What I love about Greenwald’s article is that he absolutely nails something I had never been able to put my finger on before: why discussions of how the Democrats need to be (or at least appear) “serious about national security” drive me absolutely bonkers. As used in these debates, “serious” means “hawkish” (or “subservient to the ruling party”): the implication is that those who don’t want war are pie-in-the-sky idealists who while those who do want it don’t really want it, they just know what has to be done and by gum they are going to roll up their sleeves and do it. (Hence the hawk’s eternal riposte: “Well, what’s your solution?”) Now, it has transpired that the real delusional ones, the ones who believed that Iraq could be turned into Luxembourg with moxie and a small invasion force, were leading America into a catastrophe—which millions of people already knew—and yet there is still this idea that the pundits were right to be wrong, and that whether politicians voted to send America to its worst foreign policy blunder ever is irrelevant to whether they should still be trusted with American money and lives. When we wonder why we always forget the lessons of history, we usually chalk it up to a simple failure of memory. That’s part of it, but there’s always an active aspect of it: in order to learn a lesson, someone has to admit they were wrong, and power and influence is always much more interested in covering its ass.

* * *

Now, to baseball: I’ve been waiting for the right time to link to Fire Joe Morgan, and though it might seem strange that that time would come in the dead of the offseason, the bad sports journalism that the site skewers is always around. Unlike most of the “Fire Public Figure” sites, FJM has a more general mission (actually, they say they don’t really care about getting Joe Morgan fired): to insist on the reasonable use of statistics and empiricism to assess baseball players, rather than mumbo-jumbo about heart, character, hustle, and all of that.
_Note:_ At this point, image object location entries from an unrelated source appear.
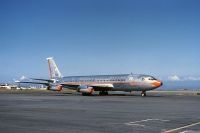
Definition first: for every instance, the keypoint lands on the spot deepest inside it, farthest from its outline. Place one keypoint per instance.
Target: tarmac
(64, 112)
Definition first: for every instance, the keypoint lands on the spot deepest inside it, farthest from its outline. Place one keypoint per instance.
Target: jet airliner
(102, 83)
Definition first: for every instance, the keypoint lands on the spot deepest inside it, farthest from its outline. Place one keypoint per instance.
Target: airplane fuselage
(122, 82)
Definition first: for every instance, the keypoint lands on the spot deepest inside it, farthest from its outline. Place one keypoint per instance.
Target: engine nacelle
(85, 90)
(55, 87)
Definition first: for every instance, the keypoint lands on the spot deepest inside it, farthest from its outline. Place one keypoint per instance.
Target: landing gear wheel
(103, 93)
(143, 94)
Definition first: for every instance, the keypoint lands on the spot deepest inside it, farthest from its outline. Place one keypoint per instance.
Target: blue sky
(156, 37)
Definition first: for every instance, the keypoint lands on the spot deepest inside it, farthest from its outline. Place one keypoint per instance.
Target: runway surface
(72, 113)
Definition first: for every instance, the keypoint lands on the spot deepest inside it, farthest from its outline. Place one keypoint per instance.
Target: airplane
(102, 83)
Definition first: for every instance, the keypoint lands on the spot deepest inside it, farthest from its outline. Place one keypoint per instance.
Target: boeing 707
(102, 83)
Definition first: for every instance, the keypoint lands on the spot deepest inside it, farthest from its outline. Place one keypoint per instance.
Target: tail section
(53, 69)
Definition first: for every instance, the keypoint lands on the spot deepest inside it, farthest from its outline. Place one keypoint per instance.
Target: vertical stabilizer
(53, 69)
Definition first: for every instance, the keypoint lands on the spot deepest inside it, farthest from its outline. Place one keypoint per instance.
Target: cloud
(191, 78)
(174, 78)
(22, 78)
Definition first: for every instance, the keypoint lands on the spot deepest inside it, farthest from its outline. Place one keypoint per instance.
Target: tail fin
(53, 69)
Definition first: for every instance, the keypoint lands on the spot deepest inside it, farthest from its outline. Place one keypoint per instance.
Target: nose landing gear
(143, 94)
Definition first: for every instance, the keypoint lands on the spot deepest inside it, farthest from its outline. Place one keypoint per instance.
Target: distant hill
(180, 85)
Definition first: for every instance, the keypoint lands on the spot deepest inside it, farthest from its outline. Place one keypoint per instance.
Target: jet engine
(55, 87)
(85, 90)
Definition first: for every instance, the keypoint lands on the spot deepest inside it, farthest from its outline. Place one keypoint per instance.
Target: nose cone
(157, 83)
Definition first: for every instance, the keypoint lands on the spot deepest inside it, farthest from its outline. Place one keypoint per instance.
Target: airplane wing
(47, 80)
(42, 83)
(96, 87)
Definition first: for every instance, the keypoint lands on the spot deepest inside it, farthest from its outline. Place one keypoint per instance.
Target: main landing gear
(103, 93)
(143, 94)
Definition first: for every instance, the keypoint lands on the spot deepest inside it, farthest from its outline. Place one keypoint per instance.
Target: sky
(88, 37)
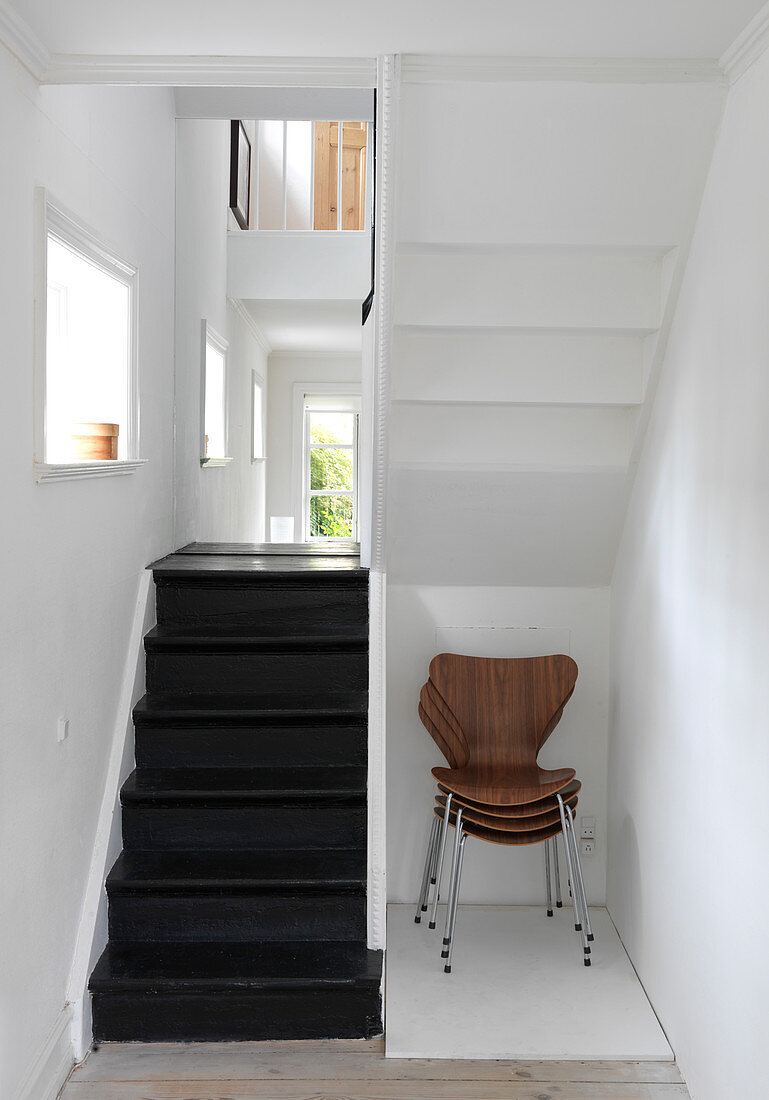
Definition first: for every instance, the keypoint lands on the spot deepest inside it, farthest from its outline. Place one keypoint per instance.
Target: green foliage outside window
(330, 469)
Any sports fan is familiar with the proliferation of cliches in sports writing—hey, it’s hard to write about 162 games in a unique and interesting way—but even I have been amazed at some of the soft and hokey (and, in other cases, derisive and mean) writing that they find, and invariably destroy. Here’s my favorite quote from the post that finally got me to give the link, a roast of Wallace Matthews’s “Meditations on Jeter” (Matthews’s text in bold:

I know, the MVP is not supposed to be a lifetime achievement award, but it’s not supposed to be a stats competition, either.

Amen. Stats can’t capture Jeter’s essence. He’s more than a ballplayer. If you wanted to describe the most beautiful songbird in the world singing a Mozart sonata to an innocent child, would you use numbers to do so?

Go back and look through the archives, if it’s your kind of thing. It’s like MST3K for sports nerds.